Next: , Up: The Library Maintainer View   [Contents][Index]


3.2.1 Infrastructure

In order to get the greatest benefit from the XEmacs Packaging System, a library maintainer should place the package sources in an appropriate place in the XEmacs source package hierarchy, and arrange to have the source package imported into the XEmacs CVS repository. (We realize that the latter requirement can be quite burdensome. We are working on ways to remove this requirement, but for the present it remains necessary.) The library maintainer must also keep sources for any packages his/her package requires. This requirement is somewhat burdensome, but unlikely to be relaxed because of the implementation of compilation of macros in Emacs Lisp. Macros cannot be called by compiled Lisp (the macro expansion, which is always known at compile time, is inlined), so the source of the macro must be loaded before compiling the called function.

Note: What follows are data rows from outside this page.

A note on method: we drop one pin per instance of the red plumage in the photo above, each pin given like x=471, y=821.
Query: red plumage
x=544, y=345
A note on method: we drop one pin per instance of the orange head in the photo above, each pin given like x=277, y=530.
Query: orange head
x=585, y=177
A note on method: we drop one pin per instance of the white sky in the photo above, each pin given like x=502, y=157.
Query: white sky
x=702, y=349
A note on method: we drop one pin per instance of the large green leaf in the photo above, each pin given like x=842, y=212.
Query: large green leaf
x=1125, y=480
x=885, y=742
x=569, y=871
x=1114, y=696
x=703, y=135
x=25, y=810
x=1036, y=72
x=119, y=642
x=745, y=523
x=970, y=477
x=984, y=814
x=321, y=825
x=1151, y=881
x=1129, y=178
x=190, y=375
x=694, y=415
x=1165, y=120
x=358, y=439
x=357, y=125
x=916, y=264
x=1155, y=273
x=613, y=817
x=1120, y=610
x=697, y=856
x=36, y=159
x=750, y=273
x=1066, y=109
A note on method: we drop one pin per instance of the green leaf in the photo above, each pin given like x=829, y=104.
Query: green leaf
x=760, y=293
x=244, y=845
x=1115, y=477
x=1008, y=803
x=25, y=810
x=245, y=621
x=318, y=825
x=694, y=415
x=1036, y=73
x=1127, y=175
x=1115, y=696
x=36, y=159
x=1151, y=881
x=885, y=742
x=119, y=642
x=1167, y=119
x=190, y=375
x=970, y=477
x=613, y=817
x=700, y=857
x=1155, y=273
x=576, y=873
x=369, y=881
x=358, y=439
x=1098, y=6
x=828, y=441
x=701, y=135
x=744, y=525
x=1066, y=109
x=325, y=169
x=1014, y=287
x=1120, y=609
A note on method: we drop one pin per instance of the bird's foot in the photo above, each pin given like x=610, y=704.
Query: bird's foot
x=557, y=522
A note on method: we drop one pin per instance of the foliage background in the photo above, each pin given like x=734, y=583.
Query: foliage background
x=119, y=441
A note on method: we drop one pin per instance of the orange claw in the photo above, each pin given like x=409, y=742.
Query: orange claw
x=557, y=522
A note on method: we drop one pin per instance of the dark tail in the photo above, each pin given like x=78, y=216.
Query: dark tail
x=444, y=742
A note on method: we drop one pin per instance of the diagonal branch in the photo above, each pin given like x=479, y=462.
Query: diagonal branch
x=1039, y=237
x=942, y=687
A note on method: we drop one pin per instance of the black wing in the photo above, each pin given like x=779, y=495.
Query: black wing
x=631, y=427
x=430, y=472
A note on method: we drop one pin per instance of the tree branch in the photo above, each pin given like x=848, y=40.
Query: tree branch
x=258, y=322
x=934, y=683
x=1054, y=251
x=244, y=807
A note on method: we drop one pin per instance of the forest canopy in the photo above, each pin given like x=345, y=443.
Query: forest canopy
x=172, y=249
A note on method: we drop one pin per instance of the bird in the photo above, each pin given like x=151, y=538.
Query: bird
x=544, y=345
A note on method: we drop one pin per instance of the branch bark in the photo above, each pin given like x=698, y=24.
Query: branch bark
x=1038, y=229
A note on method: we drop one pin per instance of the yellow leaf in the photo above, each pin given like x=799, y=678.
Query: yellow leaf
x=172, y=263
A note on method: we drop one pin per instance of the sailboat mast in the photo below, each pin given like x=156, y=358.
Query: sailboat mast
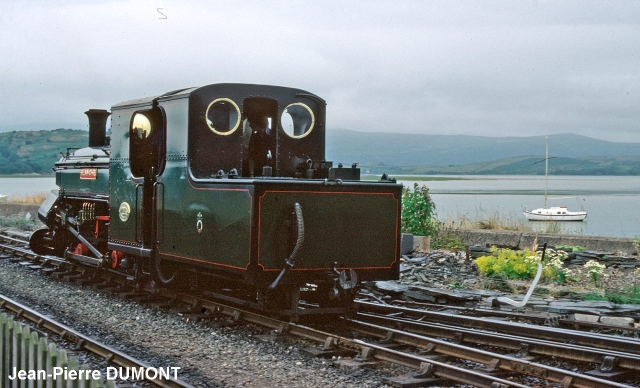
x=546, y=169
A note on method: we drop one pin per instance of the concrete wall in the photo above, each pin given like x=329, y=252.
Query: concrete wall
x=521, y=240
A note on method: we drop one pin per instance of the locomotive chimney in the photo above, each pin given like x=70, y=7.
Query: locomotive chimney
x=97, y=127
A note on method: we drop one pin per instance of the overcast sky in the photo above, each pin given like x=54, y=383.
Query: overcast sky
x=489, y=68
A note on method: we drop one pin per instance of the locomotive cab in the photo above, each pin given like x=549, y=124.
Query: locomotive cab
x=184, y=195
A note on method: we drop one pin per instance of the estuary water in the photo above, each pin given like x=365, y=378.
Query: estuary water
x=612, y=202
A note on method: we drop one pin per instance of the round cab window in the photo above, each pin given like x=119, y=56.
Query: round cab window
x=141, y=126
x=297, y=120
x=223, y=116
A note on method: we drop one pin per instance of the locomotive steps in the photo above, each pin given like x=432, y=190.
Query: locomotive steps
x=500, y=238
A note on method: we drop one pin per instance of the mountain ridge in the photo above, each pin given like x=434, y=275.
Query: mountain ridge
x=402, y=149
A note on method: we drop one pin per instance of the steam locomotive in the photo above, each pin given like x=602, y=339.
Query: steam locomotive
x=171, y=196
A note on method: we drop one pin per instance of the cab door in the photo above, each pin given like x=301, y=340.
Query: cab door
x=137, y=160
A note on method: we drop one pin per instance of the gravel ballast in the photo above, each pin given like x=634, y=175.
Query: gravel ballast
x=208, y=356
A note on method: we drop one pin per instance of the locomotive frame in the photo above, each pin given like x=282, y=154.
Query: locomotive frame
x=169, y=197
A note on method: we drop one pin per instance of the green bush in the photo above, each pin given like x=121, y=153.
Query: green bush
x=510, y=264
x=418, y=212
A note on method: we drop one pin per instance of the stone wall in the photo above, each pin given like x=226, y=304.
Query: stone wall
x=521, y=240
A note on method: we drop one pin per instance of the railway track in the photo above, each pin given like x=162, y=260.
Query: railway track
x=435, y=351
x=86, y=343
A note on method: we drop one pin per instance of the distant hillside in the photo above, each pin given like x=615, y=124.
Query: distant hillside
x=35, y=152
x=525, y=165
x=401, y=149
x=25, y=152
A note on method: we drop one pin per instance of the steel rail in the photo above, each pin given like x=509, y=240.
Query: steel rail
x=493, y=360
x=518, y=343
x=85, y=342
x=368, y=350
x=594, y=340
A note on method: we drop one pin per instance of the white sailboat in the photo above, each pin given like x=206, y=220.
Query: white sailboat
x=553, y=213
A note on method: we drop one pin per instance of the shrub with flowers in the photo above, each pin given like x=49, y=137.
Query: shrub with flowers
x=418, y=211
x=595, y=270
x=524, y=264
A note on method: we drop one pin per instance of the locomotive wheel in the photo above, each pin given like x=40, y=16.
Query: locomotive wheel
x=166, y=271
x=40, y=241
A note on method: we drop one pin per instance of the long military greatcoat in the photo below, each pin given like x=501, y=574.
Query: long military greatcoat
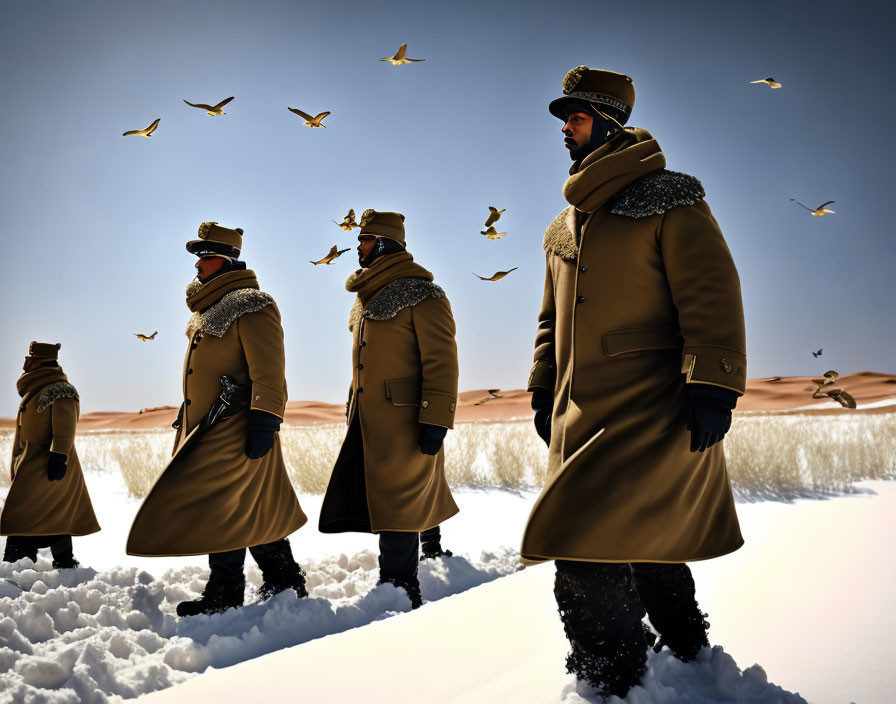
x=211, y=497
x=46, y=422
x=404, y=361
x=641, y=297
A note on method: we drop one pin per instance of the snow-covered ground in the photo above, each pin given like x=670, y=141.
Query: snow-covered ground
x=807, y=598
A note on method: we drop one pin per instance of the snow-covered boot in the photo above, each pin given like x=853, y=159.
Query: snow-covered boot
x=602, y=616
x=668, y=593
x=431, y=544
x=279, y=570
x=409, y=583
x=218, y=596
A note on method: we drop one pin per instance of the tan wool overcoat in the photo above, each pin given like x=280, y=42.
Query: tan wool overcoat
x=641, y=297
x=404, y=361
x=46, y=422
x=211, y=497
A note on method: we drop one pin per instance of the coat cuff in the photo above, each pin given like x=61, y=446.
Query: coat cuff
x=716, y=366
x=437, y=408
x=543, y=375
x=268, y=399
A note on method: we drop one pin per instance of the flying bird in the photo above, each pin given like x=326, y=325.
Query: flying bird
x=492, y=233
x=494, y=215
x=144, y=133
x=497, y=276
x=211, y=109
x=819, y=211
x=770, y=82
x=492, y=394
x=310, y=121
x=348, y=222
x=400, y=57
x=334, y=253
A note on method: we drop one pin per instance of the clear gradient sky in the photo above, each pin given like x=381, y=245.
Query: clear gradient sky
x=94, y=224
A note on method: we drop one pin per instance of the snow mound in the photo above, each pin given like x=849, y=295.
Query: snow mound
x=80, y=635
x=712, y=678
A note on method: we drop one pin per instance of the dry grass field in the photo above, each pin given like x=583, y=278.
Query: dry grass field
x=770, y=455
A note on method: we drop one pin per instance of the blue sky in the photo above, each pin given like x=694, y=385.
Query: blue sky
x=94, y=223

The source package hierarchy may be rooted anywhere. The CVS module is called “packages,” so we will refer to the top directory of the source package hierarchy as “the packages directory.” The packages directory contains two source subdirectories, xemacs-packages and mule-packages (for convenience in segregating the packages which depend on Mule, as they will cause load-time errors in a non-Mule XEmacs). Each subdirectory contains many package source directories, whose internal structure is not specified. That structure is left up to the convenience of the library maintainers. The requirements on the top directory of an individual package source tree are given below, Control Files.

The packages directory contains some auxiliary Lisp libraries used in the compilation and packaging process. The content of these libraries is of interest primarily to the packaging engineers, The Package Release Engineer View.

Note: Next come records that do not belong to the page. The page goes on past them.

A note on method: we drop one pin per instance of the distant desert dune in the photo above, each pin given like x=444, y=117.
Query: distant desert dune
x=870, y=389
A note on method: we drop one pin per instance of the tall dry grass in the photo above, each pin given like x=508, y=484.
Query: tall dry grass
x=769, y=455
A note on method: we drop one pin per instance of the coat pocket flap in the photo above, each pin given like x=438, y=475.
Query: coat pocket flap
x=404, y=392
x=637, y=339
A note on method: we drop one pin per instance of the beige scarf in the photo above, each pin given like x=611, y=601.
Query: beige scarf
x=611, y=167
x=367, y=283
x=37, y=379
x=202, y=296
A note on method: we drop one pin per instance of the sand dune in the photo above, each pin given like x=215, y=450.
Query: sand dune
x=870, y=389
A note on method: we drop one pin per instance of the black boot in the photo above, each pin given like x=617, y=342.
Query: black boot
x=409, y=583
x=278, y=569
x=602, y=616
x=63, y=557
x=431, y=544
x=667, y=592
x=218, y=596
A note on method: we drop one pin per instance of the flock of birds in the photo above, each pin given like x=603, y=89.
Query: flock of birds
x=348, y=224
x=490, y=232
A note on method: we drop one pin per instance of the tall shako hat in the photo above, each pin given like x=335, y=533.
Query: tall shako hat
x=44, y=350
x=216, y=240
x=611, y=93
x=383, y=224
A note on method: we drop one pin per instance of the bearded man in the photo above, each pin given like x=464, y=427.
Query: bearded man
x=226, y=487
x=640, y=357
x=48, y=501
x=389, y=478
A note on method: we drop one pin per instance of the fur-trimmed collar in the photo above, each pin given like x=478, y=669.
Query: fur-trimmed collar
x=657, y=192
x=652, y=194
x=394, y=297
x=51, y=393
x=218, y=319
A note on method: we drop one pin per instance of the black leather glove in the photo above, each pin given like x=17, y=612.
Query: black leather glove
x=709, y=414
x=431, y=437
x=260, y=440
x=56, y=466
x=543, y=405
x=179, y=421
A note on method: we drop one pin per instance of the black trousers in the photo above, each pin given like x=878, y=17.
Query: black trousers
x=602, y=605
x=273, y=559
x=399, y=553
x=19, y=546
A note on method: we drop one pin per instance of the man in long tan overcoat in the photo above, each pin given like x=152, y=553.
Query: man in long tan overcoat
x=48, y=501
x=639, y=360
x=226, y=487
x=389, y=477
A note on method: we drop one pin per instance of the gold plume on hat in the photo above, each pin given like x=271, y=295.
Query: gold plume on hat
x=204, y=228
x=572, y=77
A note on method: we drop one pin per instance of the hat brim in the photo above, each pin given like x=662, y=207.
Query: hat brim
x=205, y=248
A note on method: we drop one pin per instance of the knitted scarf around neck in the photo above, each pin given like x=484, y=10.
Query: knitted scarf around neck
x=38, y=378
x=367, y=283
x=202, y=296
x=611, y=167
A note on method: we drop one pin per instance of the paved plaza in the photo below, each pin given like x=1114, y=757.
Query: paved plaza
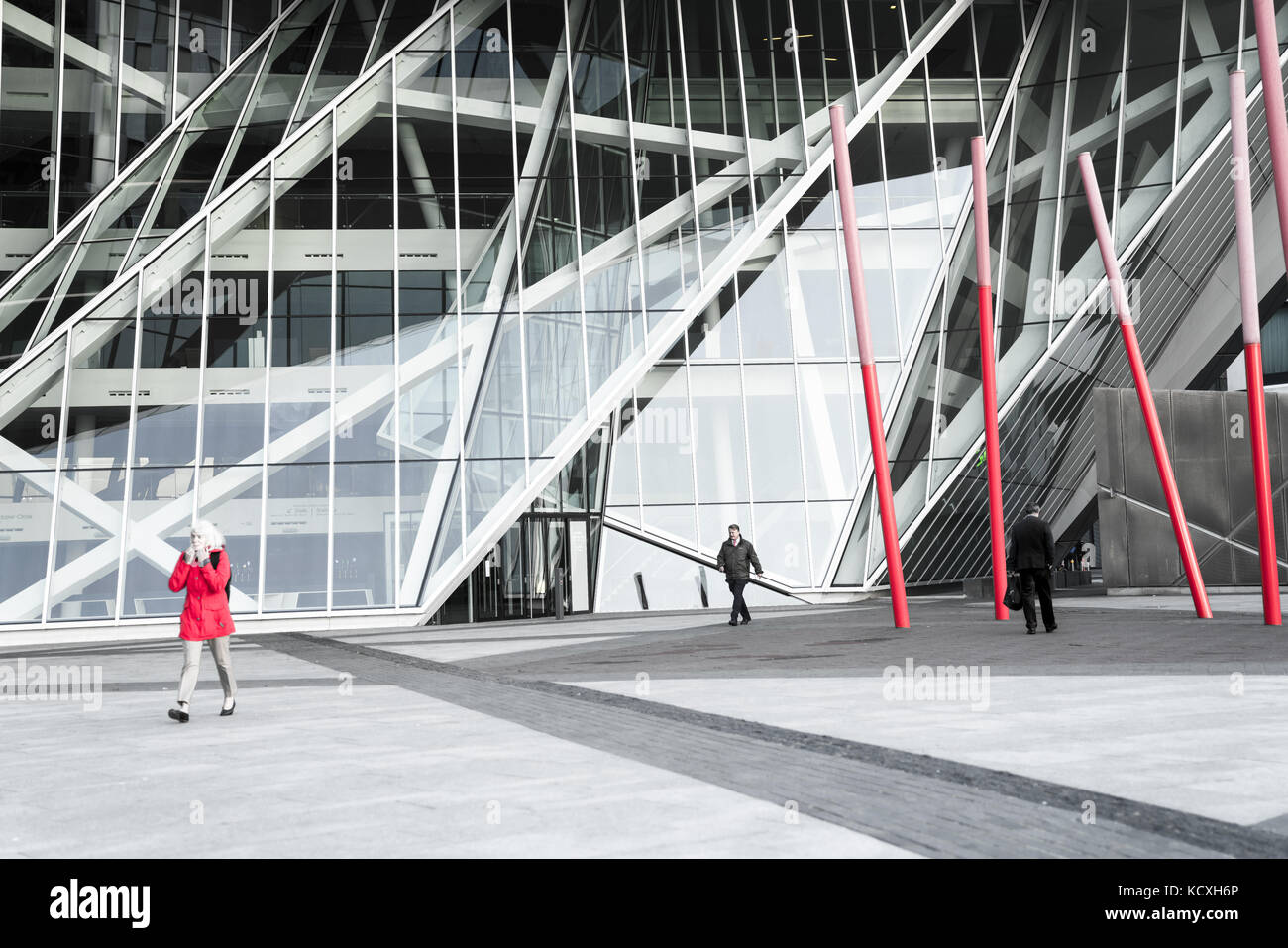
x=1133, y=730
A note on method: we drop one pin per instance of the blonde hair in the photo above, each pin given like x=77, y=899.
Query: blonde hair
x=209, y=532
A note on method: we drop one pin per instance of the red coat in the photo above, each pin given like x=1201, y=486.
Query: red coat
x=205, y=610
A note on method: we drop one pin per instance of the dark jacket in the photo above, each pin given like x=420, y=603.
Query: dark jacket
x=734, y=559
x=1031, y=545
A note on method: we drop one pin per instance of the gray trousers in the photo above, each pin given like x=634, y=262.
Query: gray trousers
x=192, y=665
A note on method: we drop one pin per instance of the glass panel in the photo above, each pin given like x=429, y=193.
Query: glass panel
x=29, y=77
x=664, y=437
x=773, y=434
x=295, y=552
x=365, y=524
x=301, y=331
x=26, y=301
x=828, y=432
x=1149, y=125
x=88, y=147
x=781, y=541
x=29, y=450
x=201, y=47
x=147, y=90
x=719, y=440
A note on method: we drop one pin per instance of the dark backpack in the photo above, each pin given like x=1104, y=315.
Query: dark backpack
x=214, y=562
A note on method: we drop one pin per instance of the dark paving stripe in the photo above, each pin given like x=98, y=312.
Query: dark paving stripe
x=923, y=804
x=243, y=685
x=112, y=648
x=861, y=642
x=473, y=639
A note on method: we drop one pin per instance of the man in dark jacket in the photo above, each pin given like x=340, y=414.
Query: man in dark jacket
x=1031, y=554
x=733, y=561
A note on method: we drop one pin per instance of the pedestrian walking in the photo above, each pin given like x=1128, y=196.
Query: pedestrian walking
x=204, y=571
x=1030, y=556
x=735, y=559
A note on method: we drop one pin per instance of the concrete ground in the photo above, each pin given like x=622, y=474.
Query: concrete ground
x=1132, y=730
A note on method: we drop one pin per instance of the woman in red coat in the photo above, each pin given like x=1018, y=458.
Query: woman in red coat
x=204, y=571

Finally, the packages, packages/xemacs-packages, and packages/mule-packages directories contain Makefiles and include files to control the package creation process. The Makefiles in packages/xemacs-packages and packages/mule-packages simply define the default sets of known packages and include ../iterate.rules, which implements recursive building of all target packages.

The ‘make’ infrastructure in packages includes

Makefile

controls building of individual packages, local installation, and bundling of “sumo” tarballs

iterate.rules

controls recursive builds of multiple packages

meta-iterate.rules

This is used by higher-level subdirectories that do not directly contain packages. Subdirectories directly containing packages should use iterate.rules instead.

XEmacs.rules

provides the rules for building and packaging. Included by all package Makefiles.

Local.rules

provides local configuration, such as installation targets and staging directories, as well as a number of kludges (many now obsolete) required for building packages on the Windows platform.

Local.rules.template

a template for Local.rules, liberally commented

Local.rules.mk

consistency checking for Local.rules, included by both the top-level Makefile and by XEmacs.rules.

Local.rules.inc

a file to include in package Makefiles to be able to get at variables in Local.rules before including XEmacs.rules.

package-compile.el

compile environment (e.g., load-path) setup.

Of these, only Local.rules and package-compile.el need to be modified by the library maintainer. The changes to Local.rules affect only your environment. This should need to be done only once when first preparing the source environment. The necessary modifications to package-compile.el need to be done for each package and are discussed in the next section, Control Files.